Die Neuordnung Europas gäbe folgendes Sozialporträt: Bürgerkriege im Osten und Wohlstandsfriede im Westen. Die Lissaboner Slums, die Farbiken in Brixton/London, die arabischen Jugendlichen in Paris, Lyon und Marseille lassen sich darin noch allemal mit selektiver Gewalt integrieren. Der unvermeidliche Aufstand der unter kapitalistischen Verwertungsbedingungen unbrauchbaren Massen zwischen Warschau, Sofia und Moskau scheint sich in gegenseitigem nationalistischen Haß zu entladen. Osseten, Russen, Gagausen, Ungarn, Zigeuner, Kosovo-Albaner, Serben …schon geht die Opferbilanz im Kampf zwischen den Nationalitäten in die Hunderte. Ein den ganzen europäischen Kontinent umspannender Krieg wäre an jenem Tag nicht mehr fern, an dem sich ein von seinen Nachbarn diktatorisch unterdrücktes Volk an Westeuropa um Hilfe wendet.

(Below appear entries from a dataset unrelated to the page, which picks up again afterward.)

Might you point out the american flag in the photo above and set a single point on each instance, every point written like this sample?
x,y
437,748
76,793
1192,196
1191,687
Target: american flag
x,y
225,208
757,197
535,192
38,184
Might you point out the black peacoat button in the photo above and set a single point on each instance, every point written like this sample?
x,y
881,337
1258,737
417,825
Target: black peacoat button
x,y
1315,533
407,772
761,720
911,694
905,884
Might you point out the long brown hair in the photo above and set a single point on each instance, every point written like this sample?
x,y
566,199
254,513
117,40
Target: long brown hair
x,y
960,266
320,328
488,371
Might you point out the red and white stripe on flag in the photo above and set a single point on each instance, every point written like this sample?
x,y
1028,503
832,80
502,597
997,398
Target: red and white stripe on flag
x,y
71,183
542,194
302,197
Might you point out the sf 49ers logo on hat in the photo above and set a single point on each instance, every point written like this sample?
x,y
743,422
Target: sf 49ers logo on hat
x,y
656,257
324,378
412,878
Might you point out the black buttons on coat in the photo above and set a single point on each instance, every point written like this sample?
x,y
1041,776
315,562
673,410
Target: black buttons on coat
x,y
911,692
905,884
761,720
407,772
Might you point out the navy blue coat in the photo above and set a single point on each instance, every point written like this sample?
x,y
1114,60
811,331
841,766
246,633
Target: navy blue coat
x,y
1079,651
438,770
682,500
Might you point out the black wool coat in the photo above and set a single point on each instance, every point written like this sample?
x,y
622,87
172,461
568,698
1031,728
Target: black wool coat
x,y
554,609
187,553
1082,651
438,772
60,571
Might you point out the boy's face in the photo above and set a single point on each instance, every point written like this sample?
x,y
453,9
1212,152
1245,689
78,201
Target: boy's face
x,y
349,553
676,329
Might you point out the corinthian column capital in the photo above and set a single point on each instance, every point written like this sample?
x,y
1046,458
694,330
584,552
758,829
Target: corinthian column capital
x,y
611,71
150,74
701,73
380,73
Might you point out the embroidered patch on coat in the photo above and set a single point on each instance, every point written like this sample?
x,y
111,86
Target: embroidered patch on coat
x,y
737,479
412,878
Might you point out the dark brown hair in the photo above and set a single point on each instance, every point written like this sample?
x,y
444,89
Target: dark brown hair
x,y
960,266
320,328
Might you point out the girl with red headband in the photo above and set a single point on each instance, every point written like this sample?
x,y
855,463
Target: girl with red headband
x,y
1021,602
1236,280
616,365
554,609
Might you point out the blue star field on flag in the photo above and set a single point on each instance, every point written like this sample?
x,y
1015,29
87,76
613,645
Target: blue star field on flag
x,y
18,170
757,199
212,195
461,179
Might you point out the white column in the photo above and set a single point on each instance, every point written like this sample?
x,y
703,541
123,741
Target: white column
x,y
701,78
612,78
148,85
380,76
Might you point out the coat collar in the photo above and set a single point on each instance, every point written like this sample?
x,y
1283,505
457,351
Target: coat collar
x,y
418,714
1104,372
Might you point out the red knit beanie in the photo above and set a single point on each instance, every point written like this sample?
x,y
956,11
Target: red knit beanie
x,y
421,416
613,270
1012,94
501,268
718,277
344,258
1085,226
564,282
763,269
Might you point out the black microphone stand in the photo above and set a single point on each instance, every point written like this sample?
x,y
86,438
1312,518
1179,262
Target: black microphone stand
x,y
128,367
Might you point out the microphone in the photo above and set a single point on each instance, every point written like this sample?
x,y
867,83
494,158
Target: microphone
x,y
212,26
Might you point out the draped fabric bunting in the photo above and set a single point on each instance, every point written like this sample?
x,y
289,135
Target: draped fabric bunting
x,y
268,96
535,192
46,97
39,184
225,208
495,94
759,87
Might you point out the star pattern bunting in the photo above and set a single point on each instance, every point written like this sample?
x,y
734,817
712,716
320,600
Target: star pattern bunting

Litauer, Slowenen, Rumänenungarn …ihre existentielle Bedrohung  könnte allen voran das erstarkte Deutschland, das eben 16 Millionen Ostdeutsche aus den Klauen der Barbarei befreit hat, auf den Plan rufen. Wenn sich dann dieses große Deutschland verpflichtet fühlte, den Lauf der  Geschichte zu beschleunigen, den von russischen Militärs, serbischen Nationalisten oder rumänischen Diktatoren Bedrängten zu Hilfe zu kommen, dann könnte es wieder losgehen. Und wieder würde Krieg sein, kein aggressiver,  versteht sich, sondern ein Befreiungskrieg. Anders als 1914 und 1939, aber Krieg.